When I went into my science teacher’s room in the 12th grade, there was an awesome poster. It had the Earth, then its relative size and position to the Sun, then the Sun’s relative size and position to the solar system, then the solar system’s relative size and position to the galaxy, then the galaxy’s relative size and position to nearby stars and then the universe. It was mind-boggling. Then there should have been a quote:
“There is other life in the universe or we’re all alone. Either way, it’s scary.”
You’re on the Earth for a reason. Find the reason. Then use your time purposefully and with conviction. Remember the following quote by Roosevelt:
“If you fail, fail while daring greatly so that your place shall never be with those cold and timid souls who know neither victory nor defeat.”

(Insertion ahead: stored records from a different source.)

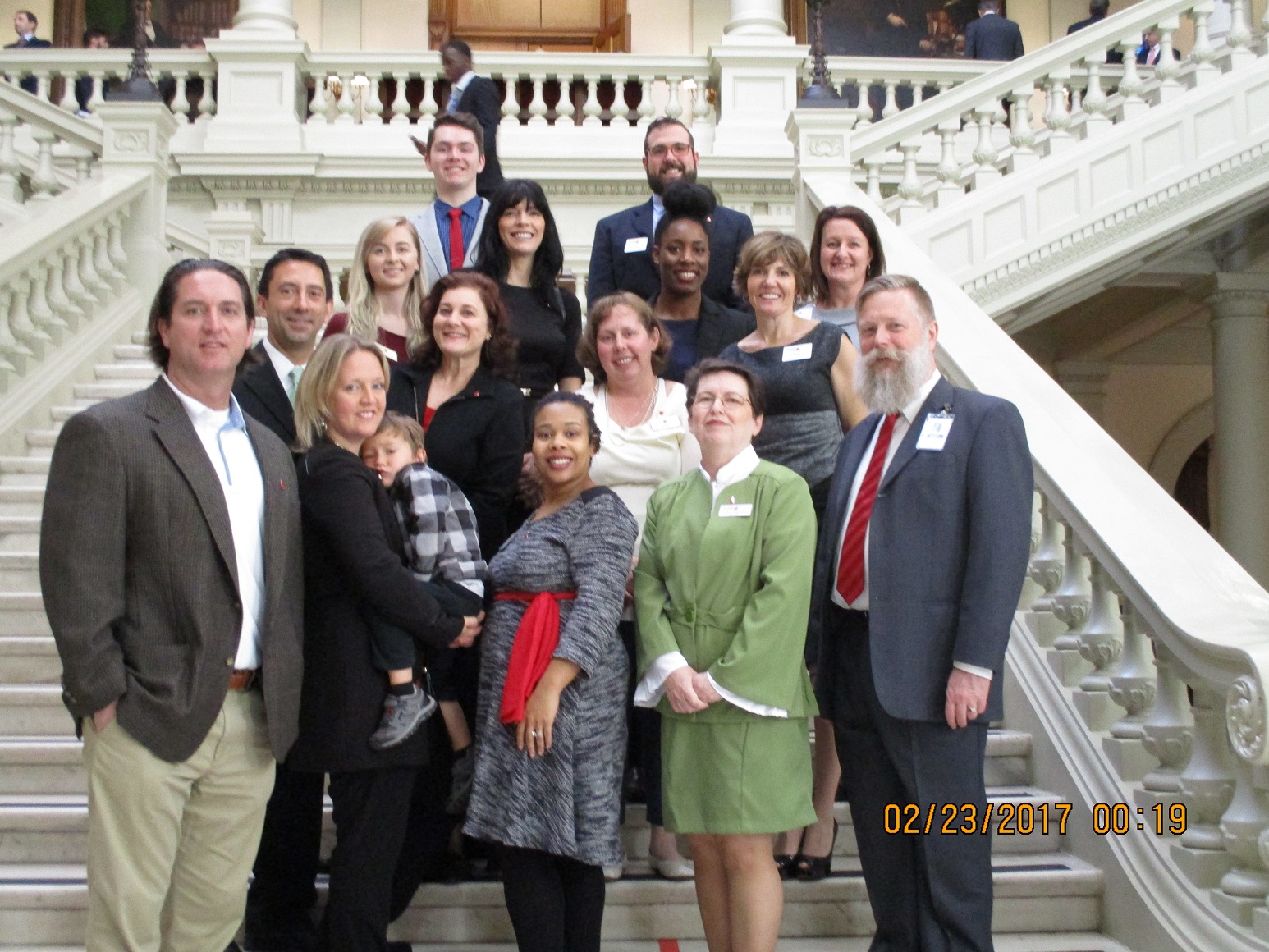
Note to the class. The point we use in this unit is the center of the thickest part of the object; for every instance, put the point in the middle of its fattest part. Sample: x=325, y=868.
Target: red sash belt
x=536, y=641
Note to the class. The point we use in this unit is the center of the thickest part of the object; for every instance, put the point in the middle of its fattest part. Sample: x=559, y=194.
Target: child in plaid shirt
x=443, y=546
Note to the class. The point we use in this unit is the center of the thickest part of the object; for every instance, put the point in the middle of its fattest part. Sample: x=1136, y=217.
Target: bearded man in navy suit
x=918, y=574
x=621, y=259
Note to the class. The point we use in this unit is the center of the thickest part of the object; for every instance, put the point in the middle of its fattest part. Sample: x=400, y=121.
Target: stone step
x=1045, y=894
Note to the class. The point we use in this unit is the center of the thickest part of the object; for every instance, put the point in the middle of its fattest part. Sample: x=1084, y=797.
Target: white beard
x=891, y=390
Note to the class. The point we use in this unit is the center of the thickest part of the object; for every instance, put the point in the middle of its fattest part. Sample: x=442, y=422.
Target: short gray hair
x=899, y=282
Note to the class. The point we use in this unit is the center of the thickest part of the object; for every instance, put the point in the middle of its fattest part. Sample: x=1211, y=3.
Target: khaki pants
x=170, y=845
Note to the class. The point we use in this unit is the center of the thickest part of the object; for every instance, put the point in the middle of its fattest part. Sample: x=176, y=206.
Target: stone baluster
x=891, y=107
x=346, y=106
x=1101, y=643
x=985, y=150
x=646, y=109
x=511, y=104
x=1132, y=687
x=1206, y=789
x=11, y=190
x=1071, y=607
x=948, y=172
x=1202, y=53
x=44, y=183
x=590, y=109
x=69, y=104
x=400, y=104
x=318, y=104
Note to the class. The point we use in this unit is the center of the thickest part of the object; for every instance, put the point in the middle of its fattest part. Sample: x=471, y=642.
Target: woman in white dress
x=644, y=422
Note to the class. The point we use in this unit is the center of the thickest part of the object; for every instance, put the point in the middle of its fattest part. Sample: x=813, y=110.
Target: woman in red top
x=385, y=290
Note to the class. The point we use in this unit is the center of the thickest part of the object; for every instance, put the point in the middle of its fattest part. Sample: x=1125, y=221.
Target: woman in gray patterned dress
x=551, y=733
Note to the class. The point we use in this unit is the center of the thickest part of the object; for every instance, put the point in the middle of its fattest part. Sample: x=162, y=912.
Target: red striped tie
x=456, y=239
x=850, y=566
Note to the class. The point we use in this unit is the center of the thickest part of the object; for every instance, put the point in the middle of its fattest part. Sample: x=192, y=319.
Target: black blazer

I didn’t take a creative writing course until the University of California, Riverside (UCR) but I can say to the high school students writing their college/university admissions essay:
The reader of your essay has read thousands of essays. They can spot a fake from the real deal a mile away. So be true to your reader. Talk about the skills you learned in high school, how you will apply them to succeed in higher education and the skills you want to learn.
In my college essay, I wrote that my cross country coach once told us: “Everyone wants to win and the will to win. Very few have that will to work to win.”
I got accepted to an advanced biomedical degree program where you get your Doctor of Medicine (M.D.) degree in seven years, but I still think they confused my application with someone else’s so somehow I got accepted into a program where only a dozen like them existed in the entire country. The admissions rate is as low as the admissions acceptance rate into the Massachusetts Institute of Technology (MIT).
“Shoot for the moon. Even if you don’t make it, you’ll still be among the stars.”